You don’t have to choose.
So often we feel the pressure to choose a side. This is seen clearly in politics. I’m not a Republican or Democrat. I have no problems with Christians who are. I personally am not because I see things in both parties that are right and good; yet there are many things that I see that are concerning and questionable. (I will not get into them here.) Christians often feel forced to choose a political party and adopt all issues they emphasize, even if some of those issues cause concerns. But at least we are not like “them over there.” Assimilation into this partisan culture has created an environment in which we celebrate the good in the party we support, but too often refuse to call out weaknesses in the same party. We often do this at the expense of the kingdom and our relationships with our siblings in Christ. I want to say to you today: YOU DO NOT HAVE TO CHOOSE! It is okay to be politically homeless.
The Kingdom transcends this world.
While Jesus conformed to our humanity (without sin), he spent his life teaching humanity a better way. Like Jesus, we are called to speak into this world and show them the ways of the Kingdom we are from. Luke 8:1 says that Jesus, “went on through cities and villages, proclaiming the good news of the kingdom of God” (emphasis added). I love this truth. It shows that we aren’t only “saved from something” (our sins and God’s wrath), but that we are also “saved into something” (the kingdom of God). Local churches are kingdom embassies deployed by God in order to represent the true King and to called all into his kingdom. This is why Paul calls us ambassadors (2 Corinthians 5:20). Jesus respected the authorities and civil responsibilities, yet when facing death, he made sure to emphasize, “My kingdom is not of this world” (John 18:36). The same goes for you and me. You are a citizen of heaven and you should have a deep concern and love for you fellow citizens. Your kingdom is not of this world.
The world should have no category for us.
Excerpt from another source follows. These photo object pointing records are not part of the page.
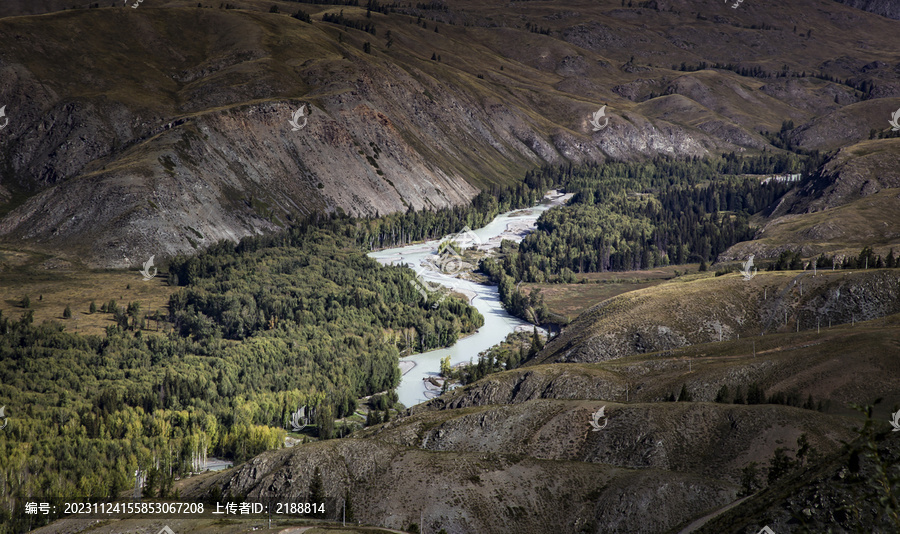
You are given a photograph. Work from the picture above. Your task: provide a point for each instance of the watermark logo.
(600, 114)
(449, 261)
(299, 417)
(146, 270)
(597, 416)
(895, 121)
(746, 271)
(295, 122)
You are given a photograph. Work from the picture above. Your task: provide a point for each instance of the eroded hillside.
(167, 127)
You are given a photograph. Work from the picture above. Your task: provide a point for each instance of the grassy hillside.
(703, 307)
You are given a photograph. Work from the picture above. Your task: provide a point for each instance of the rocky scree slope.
(166, 128)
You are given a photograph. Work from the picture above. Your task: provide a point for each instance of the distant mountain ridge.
(167, 127)
(885, 8)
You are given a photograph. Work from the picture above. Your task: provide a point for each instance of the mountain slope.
(167, 127)
(702, 309)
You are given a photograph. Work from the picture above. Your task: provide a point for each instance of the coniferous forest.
(631, 216)
(259, 329)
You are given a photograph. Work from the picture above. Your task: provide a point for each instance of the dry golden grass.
(52, 284)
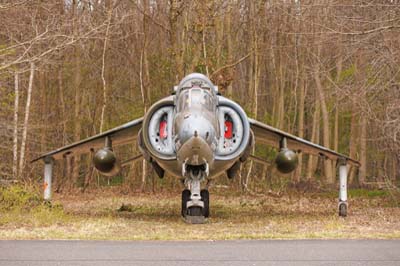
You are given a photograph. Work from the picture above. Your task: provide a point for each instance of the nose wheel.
(195, 202)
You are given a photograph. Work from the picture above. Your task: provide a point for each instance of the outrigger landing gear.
(195, 202)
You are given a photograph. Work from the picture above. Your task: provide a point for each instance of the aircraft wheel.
(342, 210)
(195, 211)
(205, 197)
(185, 199)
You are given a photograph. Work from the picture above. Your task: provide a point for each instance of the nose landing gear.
(195, 202)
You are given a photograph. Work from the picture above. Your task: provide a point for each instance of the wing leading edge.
(119, 135)
(272, 136)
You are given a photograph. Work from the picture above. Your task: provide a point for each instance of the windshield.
(195, 98)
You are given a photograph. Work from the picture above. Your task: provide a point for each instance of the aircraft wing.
(119, 135)
(271, 136)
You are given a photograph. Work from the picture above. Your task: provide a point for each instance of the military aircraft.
(196, 134)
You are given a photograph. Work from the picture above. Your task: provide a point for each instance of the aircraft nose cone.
(195, 136)
(196, 126)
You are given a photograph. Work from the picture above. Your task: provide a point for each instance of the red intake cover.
(163, 129)
(228, 129)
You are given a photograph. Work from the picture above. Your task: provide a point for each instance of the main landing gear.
(195, 201)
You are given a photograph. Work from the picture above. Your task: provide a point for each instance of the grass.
(95, 215)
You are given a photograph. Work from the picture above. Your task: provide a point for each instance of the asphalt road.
(166, 253)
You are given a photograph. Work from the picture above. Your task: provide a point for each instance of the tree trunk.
(363, 151)
(15, 134)
(26, 120)
(103, 66)
(325, 125)
(312, 160)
People in the world don’t pray for their enemies; God’s people do. The world doesn’t forgive those who have murdered them; God’s people do. The world responds with revenge; God’s people do not. The world doesn’t know how to demand justice and compassion at the same time; God’s people do. In October of 2019, Brandt Jean (a black man) sat in a courtroom looking into the eyes of Amber Guyger (a white woman) who killed his brother. In a memorable moment, he turned to the judge and said, “I don’t know if this is possible, but can I give her a hug…please?” He hugged her and called on her to give her life to Christ. The next day on my social media feed, most of the Christians I know (of a variety of ethnicities) said “Wow, I don’t know if I could do that.” Just about every unbeliever that I know or saw, criticized him. While they all gave an honest response to how they felt, it revealed how disconnected we are from the ways of the Kingdom.
What happened in that instant was that many people had no category for Brandt Jean; they didn’t know what to do with him. Brandt was taught by Jesus to “love your enemies and to pray for those who persecute you” (Matt 5:44) and America didn’t know what do with him or his actions. In that moment, Brandt didn’t fit it. As you think about all of the pains or this world, remember that we will not fit nice and neatly into the world’s categories. The shoe shouldn’t fit, so please spare yourself the pain that comes with forcing it on.